Doch was Tuchel als Trainer zu leisten im Stande ist, wurde schon früh sichtbar. Bei seiner ersten Bundesliga-Station machte er sich in Mainz schnell einen Namen und schrieb sich auf den Zettel einiger größerer Vereine. Unter anderem: Bei Bayer Leverkusen. Wie im Bild-Podcast „Bayern Insider“ berichtet wird, habe sich Rudi Völler deswegen beim ehemaligen Mainzer Sportvorstand Christian Heidel nach ihm erkundigt.

Tuchel: Scheiterte der Leverkusen-Wechsel am Geld?
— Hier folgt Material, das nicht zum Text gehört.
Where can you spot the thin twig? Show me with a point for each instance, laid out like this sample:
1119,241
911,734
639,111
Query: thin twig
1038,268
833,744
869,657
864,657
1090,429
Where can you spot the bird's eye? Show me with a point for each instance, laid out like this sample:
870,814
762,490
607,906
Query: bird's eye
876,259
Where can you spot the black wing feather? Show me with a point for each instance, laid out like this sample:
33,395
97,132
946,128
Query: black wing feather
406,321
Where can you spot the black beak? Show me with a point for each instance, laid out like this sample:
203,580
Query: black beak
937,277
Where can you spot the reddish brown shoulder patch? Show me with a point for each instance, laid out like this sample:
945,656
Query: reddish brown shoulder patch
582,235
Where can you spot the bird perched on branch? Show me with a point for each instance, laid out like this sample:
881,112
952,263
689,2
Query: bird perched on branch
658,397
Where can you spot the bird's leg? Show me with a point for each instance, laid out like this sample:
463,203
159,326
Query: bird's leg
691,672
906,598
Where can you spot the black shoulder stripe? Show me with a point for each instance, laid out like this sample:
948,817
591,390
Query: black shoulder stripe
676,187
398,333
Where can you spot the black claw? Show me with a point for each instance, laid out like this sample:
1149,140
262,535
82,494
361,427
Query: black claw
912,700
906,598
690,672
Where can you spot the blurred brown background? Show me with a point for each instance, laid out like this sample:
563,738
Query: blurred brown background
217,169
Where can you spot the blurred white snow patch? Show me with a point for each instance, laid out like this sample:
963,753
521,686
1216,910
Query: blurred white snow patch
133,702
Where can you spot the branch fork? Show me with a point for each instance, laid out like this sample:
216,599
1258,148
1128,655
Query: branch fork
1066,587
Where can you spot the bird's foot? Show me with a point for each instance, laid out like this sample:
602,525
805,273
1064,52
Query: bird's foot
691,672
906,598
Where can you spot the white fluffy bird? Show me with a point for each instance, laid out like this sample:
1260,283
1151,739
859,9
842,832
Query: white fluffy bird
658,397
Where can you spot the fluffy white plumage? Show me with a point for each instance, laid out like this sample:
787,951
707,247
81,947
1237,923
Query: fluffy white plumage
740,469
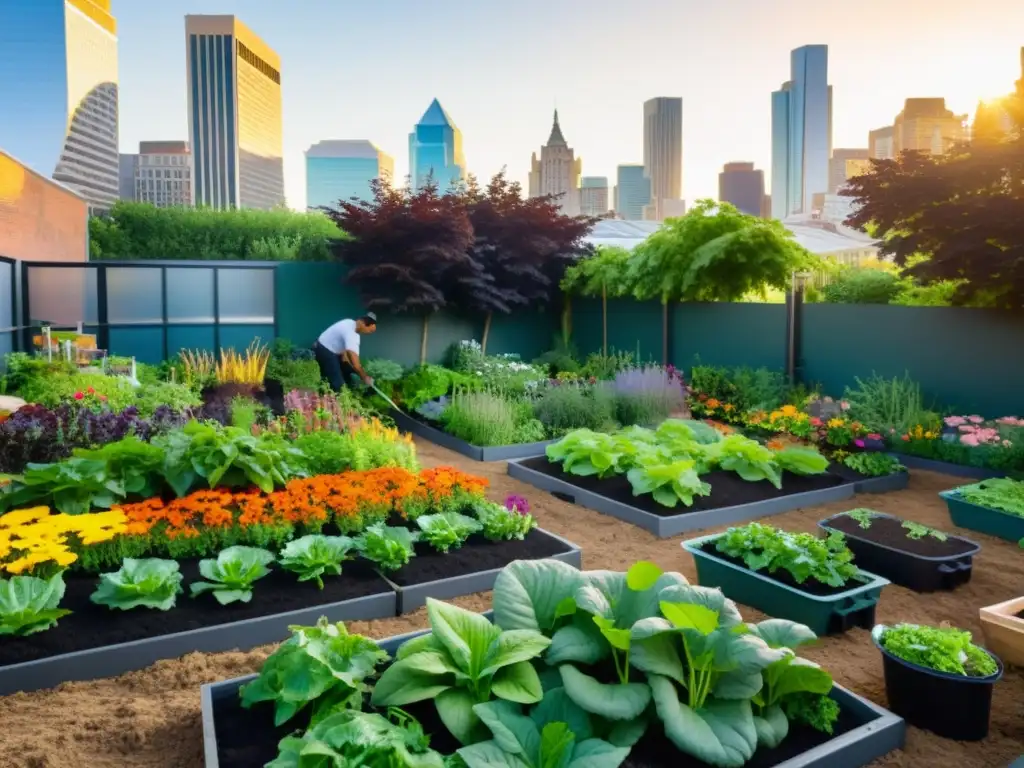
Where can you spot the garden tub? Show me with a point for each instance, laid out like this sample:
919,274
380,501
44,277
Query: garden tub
233,737
1003,625
732,499
983,519
832,611
923,565
477,453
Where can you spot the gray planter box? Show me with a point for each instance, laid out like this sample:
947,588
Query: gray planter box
117,659
664,526
946,468
415,596
854,750
476,453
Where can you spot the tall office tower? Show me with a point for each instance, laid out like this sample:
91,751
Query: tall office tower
594,196
663,153
557,172
435,150
342,170
58,92
632,192
742,185
801,133
926,125
880,143
163,173
840,167
235,123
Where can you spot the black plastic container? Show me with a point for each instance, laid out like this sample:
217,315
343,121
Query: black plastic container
950,706
914,571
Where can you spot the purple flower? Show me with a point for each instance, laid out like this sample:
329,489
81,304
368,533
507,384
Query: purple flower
516,503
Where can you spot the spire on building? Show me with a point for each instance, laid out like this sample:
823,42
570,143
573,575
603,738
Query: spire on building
556,138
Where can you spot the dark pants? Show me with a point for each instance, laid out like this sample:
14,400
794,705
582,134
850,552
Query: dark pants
336,371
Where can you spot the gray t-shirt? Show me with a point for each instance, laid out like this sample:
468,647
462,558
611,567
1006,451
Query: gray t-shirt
341,337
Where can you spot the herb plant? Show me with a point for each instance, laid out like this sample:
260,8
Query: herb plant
323,667
231,574
314,556
465,660
150,583
803,556
30,604
944,649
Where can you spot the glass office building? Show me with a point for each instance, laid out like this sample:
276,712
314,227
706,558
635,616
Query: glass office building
58,93
343,170
802,133
435,150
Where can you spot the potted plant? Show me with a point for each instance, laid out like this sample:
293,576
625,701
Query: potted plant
937,679
1004,628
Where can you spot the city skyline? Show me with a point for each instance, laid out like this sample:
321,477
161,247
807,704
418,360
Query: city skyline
500,102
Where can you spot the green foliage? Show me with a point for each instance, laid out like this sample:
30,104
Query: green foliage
150,583
314,556
321,667
232,573
940,648
465,660
30,604
140,230
715,253
803,556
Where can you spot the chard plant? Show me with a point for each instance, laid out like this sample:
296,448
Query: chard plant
150,583
464,660
312,557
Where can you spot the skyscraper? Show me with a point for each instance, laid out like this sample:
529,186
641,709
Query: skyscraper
435,150
557,172
632,192
58,92
801,133
663,152
342,170
740,184
594,196
235,123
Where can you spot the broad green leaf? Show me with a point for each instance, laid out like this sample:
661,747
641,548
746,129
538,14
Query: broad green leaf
614,701
518,682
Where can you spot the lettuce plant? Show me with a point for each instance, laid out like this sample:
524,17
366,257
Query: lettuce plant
30,604
313,556
445,530
150,583
389,547
465,660
322,667
231,574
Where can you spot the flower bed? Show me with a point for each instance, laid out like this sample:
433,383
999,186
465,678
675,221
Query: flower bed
642,625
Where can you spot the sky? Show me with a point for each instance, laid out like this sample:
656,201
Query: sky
369,69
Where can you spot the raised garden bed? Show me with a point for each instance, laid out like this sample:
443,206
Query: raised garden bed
233,737
1004,628
827,610
95,642
984,520
925,564
477,453
732,499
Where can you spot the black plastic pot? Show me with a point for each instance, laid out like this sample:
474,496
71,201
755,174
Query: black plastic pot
950,706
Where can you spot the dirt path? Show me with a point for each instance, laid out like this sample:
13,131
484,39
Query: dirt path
151,719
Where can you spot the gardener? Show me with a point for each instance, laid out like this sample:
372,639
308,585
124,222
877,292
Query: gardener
337,350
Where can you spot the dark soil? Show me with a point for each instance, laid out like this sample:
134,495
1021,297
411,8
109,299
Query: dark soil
478,554
811,587
727,488
889,531
91,626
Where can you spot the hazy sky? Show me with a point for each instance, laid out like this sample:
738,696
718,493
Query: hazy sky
369,69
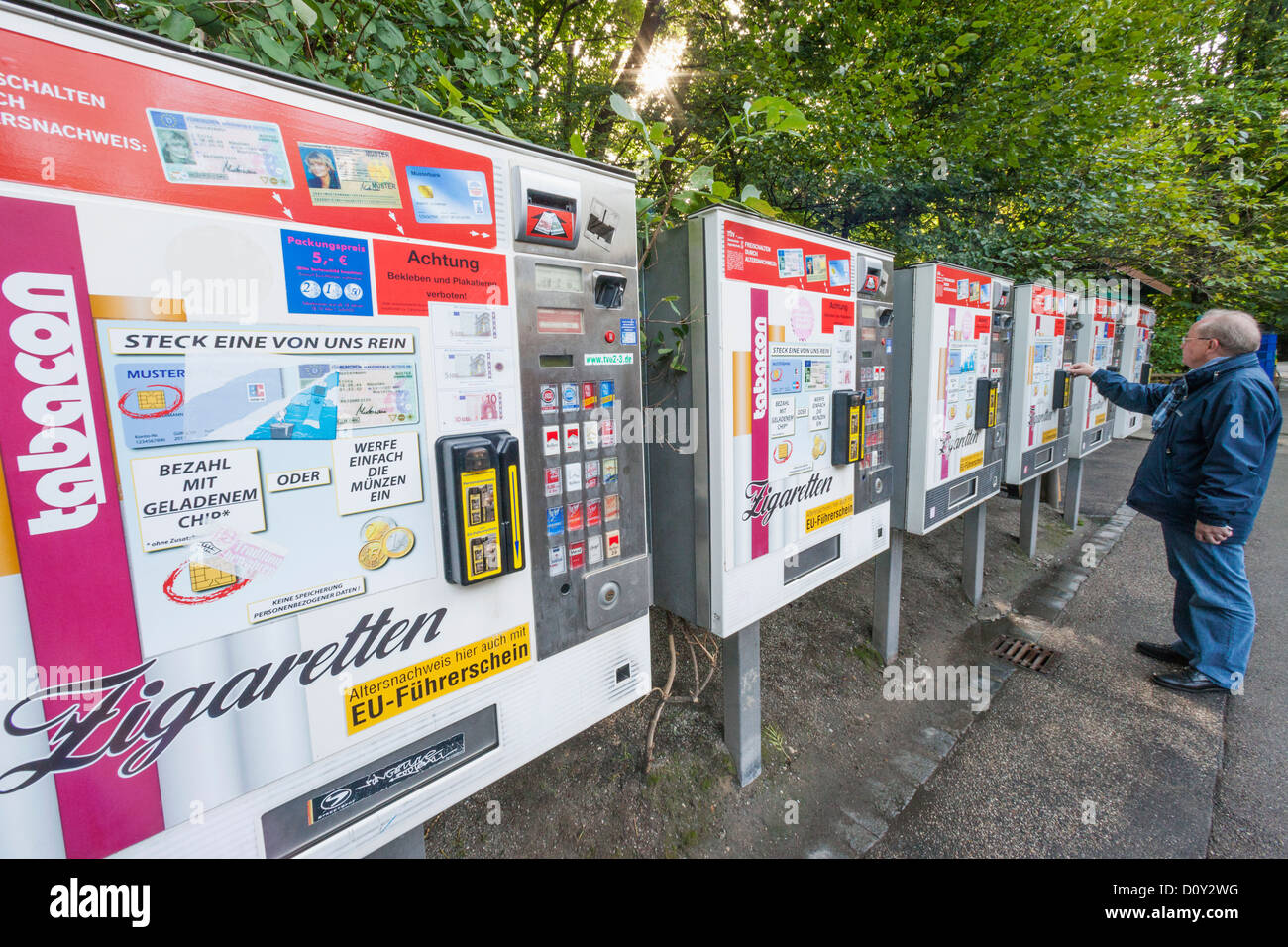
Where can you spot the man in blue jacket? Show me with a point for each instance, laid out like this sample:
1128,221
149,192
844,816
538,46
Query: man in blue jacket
1207,468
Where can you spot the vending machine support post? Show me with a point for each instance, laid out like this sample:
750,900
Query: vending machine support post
789,475
948,381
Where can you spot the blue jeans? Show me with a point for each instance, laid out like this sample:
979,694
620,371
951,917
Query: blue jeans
1212,611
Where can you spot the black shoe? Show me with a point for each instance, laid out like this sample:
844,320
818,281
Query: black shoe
1162,652
1189,681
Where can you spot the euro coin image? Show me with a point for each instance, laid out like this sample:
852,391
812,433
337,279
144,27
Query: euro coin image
376,527
398,541
373,554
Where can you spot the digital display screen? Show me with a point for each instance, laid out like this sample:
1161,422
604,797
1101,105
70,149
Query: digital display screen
558,278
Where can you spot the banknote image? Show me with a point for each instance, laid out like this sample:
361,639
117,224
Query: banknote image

Außerdem habe es Gespräche zwischen Tuchel und den Rheinländern gegeben. Dem Bericht zufolge soll es sogar zu einem geheimen Treffen am Frankfurter Flughafen zwischen Völler und dem Coach gekommen sein. Weil Fans davon mitbekommen hatten und Heidel informierten, habe dieser Völler dann zur Rede gestellt. Letztlich konnten sich Mainz und Leverkusen offenbar nicht auf eine Ablösesumme einigen.

Tuchel hatte das Traineramt bei den Mainzern im Sommer 2014 zur Verfügung gestellt und ist ein Jahr später nach Dortmund weitergezogen. Mit den Schwarz-Gelben gewann er 2017 den DFB-Pokal. Seit zehn Monaten ist der gebürtige Schwabe nun zurück in Deutschland und steht beim FC Bayern an der Seitenlinie.